Safak ächzte. Der Schmerz in seinem Rücken wurde immer stärker, seine Schritte wurden kürzer und langsamer, der Gehstock tappte immer stärker auf den Boden. Er blieb einen Moment stehen, um sich den Schweiß von der Stirn zu wischen. Dabei bemerkte er, dass eine Gruppe Jugendlicher, die vor einem Supermarkt lungerte, ihn stumm beobachtete. Sie waren in der Gegend und in den TV-Dokumentationen berüchtigt dafür, den ganzen Tag nicht viel mehr zu tun als auf der Straße ältere Passanten anzupöbeln oder Gleichaltrige „abzuziehen“. Als ihre Blicke sich mit seinem kreuzten, begrüßten die Jugendlichen ihn freundlich. Sie sprachen ihn mit „amca“ an, der türkischen Bezeichnung für „Onkel“, und erkundigten sich nach seinem Befinden. Safak bedankte sich bei ihnen dafür und lief langsam weiter.
Als er beim örtlichen Wettbüro ankam, dem Haupttreffpunkt der männlichen Anwohner des Viertels, sah er drei Bekannte in seinem Alter, die sich wie so oft bei schönem Wetter vor dem Laden zusammengefunden hatten. Wie jedes Jahr hatte ihnen der Besitzer des Büros einen großen Tisch draußen aufgestellt und ihnen Tee gemacht, den sie nicht bezahlen mussten.
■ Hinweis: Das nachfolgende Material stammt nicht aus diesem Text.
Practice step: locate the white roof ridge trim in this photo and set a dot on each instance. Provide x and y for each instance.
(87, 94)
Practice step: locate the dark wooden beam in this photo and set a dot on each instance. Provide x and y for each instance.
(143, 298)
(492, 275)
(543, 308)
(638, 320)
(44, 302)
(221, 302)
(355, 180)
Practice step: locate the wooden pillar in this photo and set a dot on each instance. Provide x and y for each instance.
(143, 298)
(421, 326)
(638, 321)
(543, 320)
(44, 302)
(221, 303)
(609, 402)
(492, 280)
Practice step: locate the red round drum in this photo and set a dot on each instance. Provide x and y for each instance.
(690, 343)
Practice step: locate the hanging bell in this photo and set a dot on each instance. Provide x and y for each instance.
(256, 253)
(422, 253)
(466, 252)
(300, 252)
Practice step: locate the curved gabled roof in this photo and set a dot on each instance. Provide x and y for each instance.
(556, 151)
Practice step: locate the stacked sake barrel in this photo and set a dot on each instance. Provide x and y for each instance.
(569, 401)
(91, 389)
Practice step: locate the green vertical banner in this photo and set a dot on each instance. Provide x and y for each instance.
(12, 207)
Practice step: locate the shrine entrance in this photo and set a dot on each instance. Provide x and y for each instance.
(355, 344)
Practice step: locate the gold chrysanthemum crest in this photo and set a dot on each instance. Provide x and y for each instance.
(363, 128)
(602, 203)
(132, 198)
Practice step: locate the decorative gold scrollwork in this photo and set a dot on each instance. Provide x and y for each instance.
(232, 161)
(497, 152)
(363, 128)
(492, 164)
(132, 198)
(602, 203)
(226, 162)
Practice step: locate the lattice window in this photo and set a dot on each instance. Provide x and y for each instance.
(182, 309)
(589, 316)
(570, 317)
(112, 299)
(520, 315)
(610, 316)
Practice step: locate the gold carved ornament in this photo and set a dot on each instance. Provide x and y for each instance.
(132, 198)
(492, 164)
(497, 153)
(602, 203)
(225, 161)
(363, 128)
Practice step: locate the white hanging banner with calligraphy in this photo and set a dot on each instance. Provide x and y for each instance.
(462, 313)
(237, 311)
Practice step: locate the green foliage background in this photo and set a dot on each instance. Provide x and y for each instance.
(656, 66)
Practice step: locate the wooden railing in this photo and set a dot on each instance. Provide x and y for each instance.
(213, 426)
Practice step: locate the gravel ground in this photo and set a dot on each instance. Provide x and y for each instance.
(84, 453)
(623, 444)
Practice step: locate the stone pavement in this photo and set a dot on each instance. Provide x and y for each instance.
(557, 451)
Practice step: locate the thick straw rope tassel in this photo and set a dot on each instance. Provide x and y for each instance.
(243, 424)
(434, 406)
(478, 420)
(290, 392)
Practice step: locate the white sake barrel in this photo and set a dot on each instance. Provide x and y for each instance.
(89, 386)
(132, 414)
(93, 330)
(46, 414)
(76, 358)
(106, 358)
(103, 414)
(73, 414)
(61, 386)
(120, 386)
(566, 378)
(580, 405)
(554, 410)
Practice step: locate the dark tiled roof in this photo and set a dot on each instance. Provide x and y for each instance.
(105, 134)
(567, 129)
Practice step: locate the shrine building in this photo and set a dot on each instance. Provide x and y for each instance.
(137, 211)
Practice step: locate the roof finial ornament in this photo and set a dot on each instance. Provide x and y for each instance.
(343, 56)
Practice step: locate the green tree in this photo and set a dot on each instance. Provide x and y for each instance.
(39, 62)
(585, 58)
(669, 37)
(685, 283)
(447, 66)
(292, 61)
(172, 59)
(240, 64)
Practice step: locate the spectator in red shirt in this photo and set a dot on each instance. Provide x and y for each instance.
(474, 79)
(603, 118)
Da sie die ältesten Bewohner der Gegend waren, genossen sie Respekt. Safak war einer von ihnen, er begrüßte sie und setzte sich dazu. Die drei wussten, was ihm am nächsten Tag bevorstand.
„Morgen ist es so weit", sagte einer von ihnen und klopfte auf Safaks Schulter.
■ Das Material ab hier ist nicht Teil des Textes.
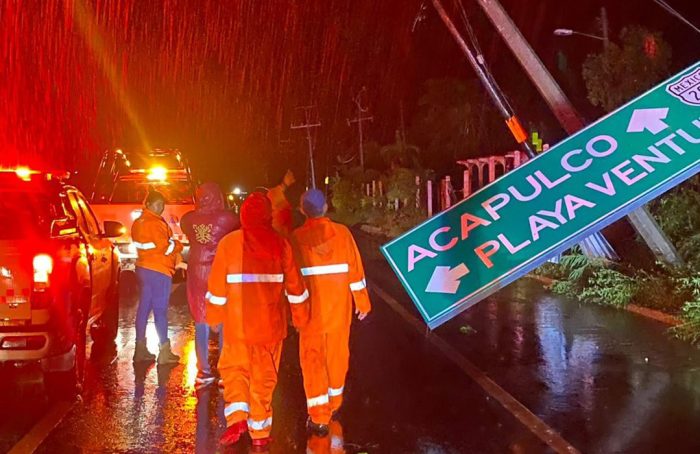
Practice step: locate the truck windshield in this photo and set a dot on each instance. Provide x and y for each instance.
(26, 215)
(175, 192)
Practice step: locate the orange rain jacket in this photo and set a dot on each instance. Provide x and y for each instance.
(155, 247)
(334, 274)
(253, 270)
(281, 210)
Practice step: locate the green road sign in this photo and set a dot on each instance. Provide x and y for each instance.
(593, 178)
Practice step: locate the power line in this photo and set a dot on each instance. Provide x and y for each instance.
(678, 15)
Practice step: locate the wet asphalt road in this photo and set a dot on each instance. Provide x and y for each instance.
(606, 380)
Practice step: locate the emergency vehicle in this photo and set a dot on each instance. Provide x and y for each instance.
(122, 182)
(58, 275)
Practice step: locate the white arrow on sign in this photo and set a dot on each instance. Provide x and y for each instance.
(649, 119)
(446, 280)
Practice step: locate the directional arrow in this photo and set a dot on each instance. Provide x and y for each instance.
(649, 119)
(446, 280)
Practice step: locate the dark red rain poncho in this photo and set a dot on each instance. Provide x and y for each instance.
(205, 227)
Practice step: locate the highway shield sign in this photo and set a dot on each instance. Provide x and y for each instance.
(591, 179)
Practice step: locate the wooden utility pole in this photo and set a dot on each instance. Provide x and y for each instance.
(568, 117)
(308, 125)
(359, 119)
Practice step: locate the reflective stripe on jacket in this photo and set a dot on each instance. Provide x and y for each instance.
(281, 211)
(156, 249)
(332, 268)
(252, 296)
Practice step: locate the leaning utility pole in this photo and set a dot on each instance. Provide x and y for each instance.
(594, 245)
(308, 125)
(477, 63)
(359, 120)
(568, 117)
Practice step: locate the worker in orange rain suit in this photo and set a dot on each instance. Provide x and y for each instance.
(253, 270)
(158, 254)
(205, 227)
(281, 209)
(333, 272)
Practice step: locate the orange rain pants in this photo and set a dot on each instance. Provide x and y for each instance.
(250, 376)
(324, 363)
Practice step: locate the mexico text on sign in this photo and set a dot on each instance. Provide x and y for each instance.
(542, 208)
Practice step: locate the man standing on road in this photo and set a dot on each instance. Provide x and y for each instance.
(155, 265)
(205, 227)
(281, 209)
(252, 272)
(332, 267)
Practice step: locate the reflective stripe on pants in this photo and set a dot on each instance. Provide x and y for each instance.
(250, 375)
(324, 362)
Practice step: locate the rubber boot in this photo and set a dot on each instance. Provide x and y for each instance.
(320, 430)
(166, 355)
(233, 433)
(141, 353)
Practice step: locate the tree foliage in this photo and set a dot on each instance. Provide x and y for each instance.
(625, 70)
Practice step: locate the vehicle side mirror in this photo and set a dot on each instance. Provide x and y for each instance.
(63, 227)
(113, 229)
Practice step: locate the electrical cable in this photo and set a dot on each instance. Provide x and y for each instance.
(675, 13)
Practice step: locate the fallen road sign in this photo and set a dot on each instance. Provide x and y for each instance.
(591, 179)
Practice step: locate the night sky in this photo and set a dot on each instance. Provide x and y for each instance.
(221, 79)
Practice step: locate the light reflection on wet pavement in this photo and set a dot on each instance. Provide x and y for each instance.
(606, 380)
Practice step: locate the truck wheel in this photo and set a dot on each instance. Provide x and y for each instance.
(104, 332)
(66, 385)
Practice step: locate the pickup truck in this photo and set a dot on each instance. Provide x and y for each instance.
(122, 182)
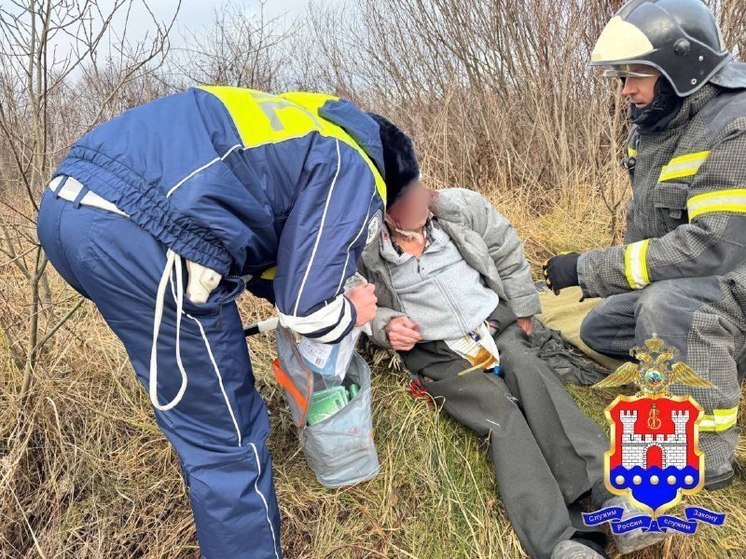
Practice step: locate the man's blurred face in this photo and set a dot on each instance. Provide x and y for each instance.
(640, 89)
(410, 212)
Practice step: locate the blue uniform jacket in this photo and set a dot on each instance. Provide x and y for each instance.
(285, 189)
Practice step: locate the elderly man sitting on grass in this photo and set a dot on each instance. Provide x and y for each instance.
(455, 300)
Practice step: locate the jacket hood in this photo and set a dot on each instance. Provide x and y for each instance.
(361, 127)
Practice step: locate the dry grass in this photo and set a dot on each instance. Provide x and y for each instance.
(86, 474)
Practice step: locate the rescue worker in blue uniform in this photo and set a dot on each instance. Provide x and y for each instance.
(165, 214)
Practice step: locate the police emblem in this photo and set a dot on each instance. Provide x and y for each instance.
(654, 457)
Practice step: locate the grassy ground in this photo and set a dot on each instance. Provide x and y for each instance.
(86, 474)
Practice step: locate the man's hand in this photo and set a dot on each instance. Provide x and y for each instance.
(363, 298)
(561, 271)
(403, 333)
(526, 325)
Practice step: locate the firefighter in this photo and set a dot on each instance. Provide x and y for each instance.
(681, 272)
(165, 214)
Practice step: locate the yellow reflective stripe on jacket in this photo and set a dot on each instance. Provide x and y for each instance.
(720, 201)
(635, 264)
(720, 420)
(262, 118)
(683, 166)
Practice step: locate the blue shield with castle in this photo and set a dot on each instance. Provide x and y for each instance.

„Du gehst also zurück in die Heimat“, meinte der Zweite, „möge Allah sie uns allen noch einmal zeigen.“
Safak zwirbelte seinen langen weißen Bart und entgegnete nichts.
„Wirst du etwas vermissen, alter Freund?“, fragte ihn der Dritte.
Safak überlegte eine Weile, bis er antwortete: „Ich weiß es nicht.“
Die drei Bekannten nickten.
Nachdem er sich von ihnen verabschiedet hatte und sich auf den Rückweg gemacht hatte, ging Safak in einen Gemüseladen, der sich in der Nähe seiner Wohnung befand und dessen Ladenbesitzer er kannte. Der Ladenbesitzer war ein lebhafter und redseliger Mann, der seine Worte stets mit ausladenden Gesten unterstrich und der jung genug war, um Safaks Sohn zu sein. Der Laden war so gut wie leer, und als der Besitzer Safak eintreten sah, sprang er auf und begrüßte ihn, indem er seine Hand küsste und gegen seine Stirn drückte.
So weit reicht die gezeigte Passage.